Gamberale: “Con lo scorporo l’azienda sarà fatta a fette”
Sullo scorporo non concorda l’ex Ad Vito Gamberale: “Lo scorporo significa fare a fette l’incumbent italiano e vendere gli asset. Questa realizzazione della Rete è stata propagandata come un atto fideistico, all’insegna del creiamo valore per gli azionisti più che posta come una scelta dal punto di vista industriale. La separazione è vista come una operazione che tende a separare il cervello, ossia la rete, dal servizio. Ma la rete scissa dai servizi è come togliere il cervello a un corpo. E poi la separazione della rete darebbe grossi problemi di efficacia del servizio anche agli altri numerosi operatori presenti in Italia, non solo a Tim”, ha spiegato Gamberale a La Presse. Gamberale evidenzia inoltre come l’Italia sia l’unico Paese Europa “che nell’azionariato del proprio incumbent non ha una presenza attiva pubblica. In Francia lo Stato oggi in Orange è presente al 30% direttamente. Altrettanto avviene in Germania e anche in Spagna, attraverso le istituzioni finanziarie locali, a carattere Istituzionale. La separazione della rete e la vendita è una cosa che è stata fatta in Islanda e Danimarca, Paesi con una superficie e una popolazione ridotta, ma non è stata mai in discussione in nessun grande Stato”. E aggiunge che “fino a oggi nelle telecomunicazioni nei vari Paesi c’è un incumbent integrato, che mantiene cioè la proprietà della rete per le telecomunicazioni”.

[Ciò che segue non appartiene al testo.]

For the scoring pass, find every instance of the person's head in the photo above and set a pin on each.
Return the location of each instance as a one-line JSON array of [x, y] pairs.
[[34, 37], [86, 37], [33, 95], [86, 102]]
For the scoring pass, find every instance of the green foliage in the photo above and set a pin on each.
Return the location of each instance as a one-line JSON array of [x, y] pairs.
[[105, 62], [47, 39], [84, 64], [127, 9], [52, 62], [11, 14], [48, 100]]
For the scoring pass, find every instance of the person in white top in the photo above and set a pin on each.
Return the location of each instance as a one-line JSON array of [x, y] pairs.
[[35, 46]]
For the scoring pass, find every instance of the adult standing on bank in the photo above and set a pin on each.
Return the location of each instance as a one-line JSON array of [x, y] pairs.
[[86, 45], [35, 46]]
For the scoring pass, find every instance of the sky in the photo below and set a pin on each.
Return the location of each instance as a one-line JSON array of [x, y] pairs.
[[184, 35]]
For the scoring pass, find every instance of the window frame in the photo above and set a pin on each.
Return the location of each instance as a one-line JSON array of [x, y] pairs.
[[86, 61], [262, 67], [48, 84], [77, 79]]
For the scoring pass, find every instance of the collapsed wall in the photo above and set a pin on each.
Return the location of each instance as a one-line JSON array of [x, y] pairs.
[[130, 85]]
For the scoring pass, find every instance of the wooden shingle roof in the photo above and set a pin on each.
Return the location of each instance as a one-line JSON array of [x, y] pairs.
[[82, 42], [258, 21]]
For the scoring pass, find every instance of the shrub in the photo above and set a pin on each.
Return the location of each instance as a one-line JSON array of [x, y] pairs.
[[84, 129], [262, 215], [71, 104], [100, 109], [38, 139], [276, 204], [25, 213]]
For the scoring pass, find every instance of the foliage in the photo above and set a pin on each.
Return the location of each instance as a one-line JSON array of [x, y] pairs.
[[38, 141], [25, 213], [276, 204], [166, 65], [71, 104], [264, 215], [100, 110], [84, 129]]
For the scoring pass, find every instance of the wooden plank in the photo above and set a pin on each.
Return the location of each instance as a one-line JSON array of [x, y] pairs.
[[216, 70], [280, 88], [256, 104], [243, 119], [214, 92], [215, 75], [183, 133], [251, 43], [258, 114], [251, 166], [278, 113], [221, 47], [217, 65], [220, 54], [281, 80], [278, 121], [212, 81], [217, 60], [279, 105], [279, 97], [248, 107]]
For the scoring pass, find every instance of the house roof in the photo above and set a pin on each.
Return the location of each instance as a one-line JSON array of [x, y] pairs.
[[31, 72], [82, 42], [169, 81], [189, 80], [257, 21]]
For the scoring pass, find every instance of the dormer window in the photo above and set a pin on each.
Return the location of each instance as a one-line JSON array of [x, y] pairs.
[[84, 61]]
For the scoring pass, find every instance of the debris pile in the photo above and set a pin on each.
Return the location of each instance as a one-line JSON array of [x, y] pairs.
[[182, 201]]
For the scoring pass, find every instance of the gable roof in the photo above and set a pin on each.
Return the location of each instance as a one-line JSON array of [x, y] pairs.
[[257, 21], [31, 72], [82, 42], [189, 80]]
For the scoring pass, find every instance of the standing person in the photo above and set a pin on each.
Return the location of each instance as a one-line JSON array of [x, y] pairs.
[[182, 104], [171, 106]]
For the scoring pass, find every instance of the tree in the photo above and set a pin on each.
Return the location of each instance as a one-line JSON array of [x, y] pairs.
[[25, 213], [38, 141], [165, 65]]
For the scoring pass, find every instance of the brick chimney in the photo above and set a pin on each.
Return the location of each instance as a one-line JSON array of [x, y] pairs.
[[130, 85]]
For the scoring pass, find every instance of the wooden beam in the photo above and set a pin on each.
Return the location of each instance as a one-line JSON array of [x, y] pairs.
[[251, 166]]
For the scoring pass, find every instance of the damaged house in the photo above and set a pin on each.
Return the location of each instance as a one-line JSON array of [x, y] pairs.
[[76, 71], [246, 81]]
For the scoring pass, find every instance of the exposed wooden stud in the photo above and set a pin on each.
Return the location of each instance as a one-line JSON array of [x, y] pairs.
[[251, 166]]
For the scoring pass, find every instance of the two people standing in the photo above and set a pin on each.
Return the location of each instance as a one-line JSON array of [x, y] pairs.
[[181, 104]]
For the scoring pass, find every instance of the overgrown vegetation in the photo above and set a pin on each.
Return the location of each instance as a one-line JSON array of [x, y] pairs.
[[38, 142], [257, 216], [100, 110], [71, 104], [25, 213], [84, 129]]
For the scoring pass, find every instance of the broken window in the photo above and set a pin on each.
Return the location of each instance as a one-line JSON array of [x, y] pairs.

Il Governo Meloni potrebbe mettere fine a una vicenda lunga 20 anni
E sul ruolo del Governo sostiene che “dovrebbe avere il coraggio e l’orgoglio di porre termine a questa odissea societaria, recuperando il controllo dell’incumbent facendo un’opera di riassetto. La rete ha già una separazione funzionale con un conto economico apposito. Questo governo ha di fronte uno snodo: recuperare tutto ciò che non è stato fatto in oltre 20 anni oppure permettere un assalto definitivo, perdendo una presenza organica nelle tlc, come avvenuto nell’ elettronica, nel nucleare, nella siderurgia e in altri settori, dove servirebbe invece una visione dello Stato che ne contempli una sua presenza importante nelle grandi aziende strategiche, come è per Eni, Enel, Leonardo”.
L’offerta Cdp-Macquarie sul tavolo del cda del 15 marzo
Si riunisce cda mercoledì 15 marzo il cda di Tim chiamato a una prima disamina dell’offerta non vincolante da circa 18 miliardi presentata da Cdp e Macquarie – valida fino al 31 marzo – alternativa a quella di Kkr da 20 miliardi che resterà valida fino al 24 marzo a anche se il borad l’ha già valutata “insoddisfacente” riguardo alla valorizzazione degli asset di rete. E Vivendi si è già esposta anche su quella di Cdp-Macquaire nella stessa direzione.